Nizamettin Nazif, gazeteciliğinin yanı sıra tarihî romanlarıyla tanınmış bir yazardır. Kara Davut, yazarın en popüler ve önemli eseri kabul edilmektedir. Kara Davut’un yayınevleri ve tarihleriyle ilgili bilgiler karmaşıktır. Roman, 1928’de iki cilt hâlinde basılmıştır. Kitabın birinci cildi Türk Matbaası’ndan 406+2 sayfa, ikinci cildi Amedi Matbaası’ndan 440+5 sayfa, üçüncü cildi ise 1930’da Latin Harfleriyle Kanaat Kitaphanesi’nden 148+4 sayfa olarak çıkmıştır.
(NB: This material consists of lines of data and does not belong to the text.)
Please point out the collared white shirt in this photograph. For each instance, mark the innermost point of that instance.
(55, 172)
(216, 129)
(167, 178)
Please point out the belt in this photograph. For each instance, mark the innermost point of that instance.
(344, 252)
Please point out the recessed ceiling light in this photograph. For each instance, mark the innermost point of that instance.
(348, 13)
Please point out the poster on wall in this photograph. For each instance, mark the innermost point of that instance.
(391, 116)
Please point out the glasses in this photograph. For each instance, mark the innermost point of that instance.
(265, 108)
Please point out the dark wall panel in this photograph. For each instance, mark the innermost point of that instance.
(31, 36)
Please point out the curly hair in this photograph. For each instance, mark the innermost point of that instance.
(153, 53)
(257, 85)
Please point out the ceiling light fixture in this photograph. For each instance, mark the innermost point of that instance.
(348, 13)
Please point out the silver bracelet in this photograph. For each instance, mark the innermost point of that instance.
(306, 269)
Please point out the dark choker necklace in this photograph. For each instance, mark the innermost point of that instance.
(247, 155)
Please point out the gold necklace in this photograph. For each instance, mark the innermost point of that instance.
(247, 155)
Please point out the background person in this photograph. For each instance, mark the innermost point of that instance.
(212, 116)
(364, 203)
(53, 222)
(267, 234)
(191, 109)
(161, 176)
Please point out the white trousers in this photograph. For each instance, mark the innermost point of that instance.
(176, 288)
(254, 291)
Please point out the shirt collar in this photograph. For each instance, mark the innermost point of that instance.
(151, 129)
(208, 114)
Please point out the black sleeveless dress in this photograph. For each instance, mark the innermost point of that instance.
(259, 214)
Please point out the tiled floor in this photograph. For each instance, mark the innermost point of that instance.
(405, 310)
Levent Cantek, “Türkiye’de Tarihî Çizgi Romanlar: Kılıçbaz Kahramanlar” adlı yazısında (2003: 14-23) Tepedelenlioğlu'nun bu romanını Zevaco’nun Pardayanlar’ı etkisiyle yazdığını belirtir. Mahmut Necmettin Deliorman, 1966 yılında Kara Davut’un Ak Yayınları'ndan yapılan baskısına yazdığı “Kara Davut’u Sunarken” başlıklı giriş yazısında, Kara Davut’un 1923’ten itibaren yazılmaya başlandığını ve 1925’te Türkiye’nin “Figaro”su sayılan Vakit gazetesinde tefrika edildiğinde gazetenin iki üç günde ulaştığı tiraja bir günde ulaştığını belirtir. Ayrıca, Le Journal d’Orient gazetesinde Fransızca, Metaritmisis gazetesinde Rumca, Astarar’da ise Ermenice olarak basılmıştır. 1926’dan sonraki süreçte Atina’da Akropolis, Belgrad’da Politika ve Sofya’da Utro gibi gazetelerde yayımlanmış olan Kara Davut’un, 1927’den sonra Tepedelenlioğlu tarafından United Artist’e hazırlanan senaryo biçimi ise hariciye memuru Danyal Bey tarafından İngilizceye çevrilmiştir (Uygur 2014: 63).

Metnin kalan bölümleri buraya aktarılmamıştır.